President Barack Obama made it official Thursday, nominating White House chief of staff Jack Lew to replace outgoing Treasury Secretary Tim Geithner.
Obama called Geithner, who is due to leave by the end of January, one of "our finest Secretaries of the Treasury" and praised Lew for his budget-balancing abilities during the Clinton administration.
"These are two outstanding public servants," Obama said.
While calling it "bittersweet" to lose his chief of staff, the president joked he nearly rescinded Lew's nomination after learning of his now-famous indiscernable signature that's made the rounds in the press.

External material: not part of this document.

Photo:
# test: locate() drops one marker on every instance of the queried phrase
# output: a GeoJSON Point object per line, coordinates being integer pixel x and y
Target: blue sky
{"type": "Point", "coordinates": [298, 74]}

Lew later joked that he discovered yesterday that he and Geithner "share a common challenge with penmanship."
Before taking on the chief of staff job, Lew, 57, served as the White House budget director, was twice the director of the Office of Management and Budget, and also worked as an aide to late House Speaker Tip O’Neill.
As White House budget director, Lew clashed with Republicans during the debt ceiling fight in the summer of 2011, which may cause some GOP members of Congress to give him a hard time in his confirmation hearings, Fox News noted.
According to Bloomberg's Hans Nichols, "The next Treasury secretary will play a leading role in working with Congress to raise the government’s $16.4 trillion debt ceiling."
Candidates to take over Lew’s White House chief of staff job include Dennis McDonough, a deputy national security adviser, and Ron Klain, who has served as Vice President Joe Biden’s chief of staff, according to Bloomberg.